Published
November 2, 2025
Methods and Diagnostics
Two research papers from Google and DeepSeek landed in October from completely different domains. One processes speech, the other processes documents. Neither bothers converting anything to text first. This exposes something fundamental about how we have been training perception systems for decades.
Published
November 2, 2025
Reading time
6 min read
Author
Fadi Labib

Two research papers landed this month from completely different domains. Google's Speech-to-Retrieval (S2R) processes voice queries. DeepSeek-OCR processes document images.
At first, I assumed they had nothing in common. But the deeper I went, the pattern became obvious: both skip the traditional step of converting information into text.

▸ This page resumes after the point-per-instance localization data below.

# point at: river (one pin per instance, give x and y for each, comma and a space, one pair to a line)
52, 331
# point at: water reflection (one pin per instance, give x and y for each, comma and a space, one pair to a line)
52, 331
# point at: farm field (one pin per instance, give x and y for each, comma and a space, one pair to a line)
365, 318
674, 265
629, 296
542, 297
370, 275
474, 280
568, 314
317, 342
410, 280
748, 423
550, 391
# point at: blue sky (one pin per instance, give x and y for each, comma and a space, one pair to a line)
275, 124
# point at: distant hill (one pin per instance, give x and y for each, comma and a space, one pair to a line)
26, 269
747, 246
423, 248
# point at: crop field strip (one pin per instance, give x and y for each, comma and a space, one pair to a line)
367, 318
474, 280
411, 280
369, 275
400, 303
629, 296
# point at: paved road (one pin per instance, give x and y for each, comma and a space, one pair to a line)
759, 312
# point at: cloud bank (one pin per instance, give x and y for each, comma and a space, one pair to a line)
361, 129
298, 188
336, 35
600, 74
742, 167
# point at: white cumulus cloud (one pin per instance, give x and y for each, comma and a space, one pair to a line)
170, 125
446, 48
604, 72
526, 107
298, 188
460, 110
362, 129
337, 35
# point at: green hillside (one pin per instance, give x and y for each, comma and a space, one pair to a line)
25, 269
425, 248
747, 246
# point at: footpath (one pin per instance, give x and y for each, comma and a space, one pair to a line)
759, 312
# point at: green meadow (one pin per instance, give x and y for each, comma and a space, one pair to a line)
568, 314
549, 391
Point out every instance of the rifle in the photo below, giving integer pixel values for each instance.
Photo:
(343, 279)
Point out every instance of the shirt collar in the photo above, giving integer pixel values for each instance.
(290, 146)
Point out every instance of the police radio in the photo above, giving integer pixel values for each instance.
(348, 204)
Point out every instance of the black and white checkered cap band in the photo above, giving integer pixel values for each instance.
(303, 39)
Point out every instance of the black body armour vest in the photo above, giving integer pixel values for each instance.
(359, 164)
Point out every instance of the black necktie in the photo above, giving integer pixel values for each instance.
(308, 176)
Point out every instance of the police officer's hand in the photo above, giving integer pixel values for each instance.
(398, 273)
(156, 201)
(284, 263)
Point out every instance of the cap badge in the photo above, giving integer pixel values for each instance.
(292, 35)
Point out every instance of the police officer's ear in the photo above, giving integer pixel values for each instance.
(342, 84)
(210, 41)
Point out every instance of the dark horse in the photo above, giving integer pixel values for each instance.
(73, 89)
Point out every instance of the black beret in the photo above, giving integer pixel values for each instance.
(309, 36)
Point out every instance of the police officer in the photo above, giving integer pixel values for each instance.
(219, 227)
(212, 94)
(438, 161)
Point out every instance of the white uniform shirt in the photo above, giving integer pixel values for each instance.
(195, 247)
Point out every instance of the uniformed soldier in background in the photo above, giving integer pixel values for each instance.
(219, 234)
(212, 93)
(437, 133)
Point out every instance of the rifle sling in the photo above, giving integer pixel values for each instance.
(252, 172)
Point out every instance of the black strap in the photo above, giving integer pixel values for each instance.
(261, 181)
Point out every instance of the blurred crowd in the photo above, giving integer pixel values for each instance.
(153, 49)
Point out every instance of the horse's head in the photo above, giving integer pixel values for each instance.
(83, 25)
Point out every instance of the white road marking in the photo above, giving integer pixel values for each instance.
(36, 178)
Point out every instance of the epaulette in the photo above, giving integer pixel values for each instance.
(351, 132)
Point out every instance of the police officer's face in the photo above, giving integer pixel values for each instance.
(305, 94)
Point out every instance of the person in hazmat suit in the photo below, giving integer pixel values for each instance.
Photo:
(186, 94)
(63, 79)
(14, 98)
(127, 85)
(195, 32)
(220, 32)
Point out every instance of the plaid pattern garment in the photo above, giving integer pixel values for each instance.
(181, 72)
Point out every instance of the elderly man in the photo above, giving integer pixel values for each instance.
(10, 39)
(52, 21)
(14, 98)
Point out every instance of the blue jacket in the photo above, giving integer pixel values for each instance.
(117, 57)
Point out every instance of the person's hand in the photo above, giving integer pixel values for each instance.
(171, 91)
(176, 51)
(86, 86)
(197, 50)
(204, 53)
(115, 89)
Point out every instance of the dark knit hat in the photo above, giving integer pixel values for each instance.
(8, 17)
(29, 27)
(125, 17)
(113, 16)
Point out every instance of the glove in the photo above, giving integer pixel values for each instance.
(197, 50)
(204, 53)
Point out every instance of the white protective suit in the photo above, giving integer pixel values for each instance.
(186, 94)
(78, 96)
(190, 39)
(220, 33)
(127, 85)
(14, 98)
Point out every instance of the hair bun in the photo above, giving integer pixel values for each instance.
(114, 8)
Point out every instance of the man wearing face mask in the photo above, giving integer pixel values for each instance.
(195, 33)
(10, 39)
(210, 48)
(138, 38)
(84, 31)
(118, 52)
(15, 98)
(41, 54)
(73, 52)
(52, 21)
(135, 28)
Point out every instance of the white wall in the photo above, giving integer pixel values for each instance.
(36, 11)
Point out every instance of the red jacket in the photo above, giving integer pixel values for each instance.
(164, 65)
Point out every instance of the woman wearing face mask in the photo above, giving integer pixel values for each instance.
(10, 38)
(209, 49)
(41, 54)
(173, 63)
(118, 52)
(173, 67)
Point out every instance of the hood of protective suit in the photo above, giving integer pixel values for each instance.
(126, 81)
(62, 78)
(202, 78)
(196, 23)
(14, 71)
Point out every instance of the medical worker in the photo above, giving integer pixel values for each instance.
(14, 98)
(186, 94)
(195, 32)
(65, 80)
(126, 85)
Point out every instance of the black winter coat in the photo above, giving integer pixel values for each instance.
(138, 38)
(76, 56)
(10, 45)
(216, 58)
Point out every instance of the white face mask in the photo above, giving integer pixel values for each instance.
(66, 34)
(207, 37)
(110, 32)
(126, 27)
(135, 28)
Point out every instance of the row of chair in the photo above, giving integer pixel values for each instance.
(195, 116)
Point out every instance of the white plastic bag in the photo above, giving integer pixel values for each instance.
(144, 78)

This isn't just an optimization trick. It exposes something fundamental about how we have been training perception systems.
Most AI systems we use today still depend on one old assumption: "To understand something, we must first turn it into text."
The traditional pipelines look like this:
We built these systems this way because natural language processing dominated AI research for decades. When we needed machines to handle images or audio, we simply added conversion layers. Text became the universal interface because that's where our tools worked.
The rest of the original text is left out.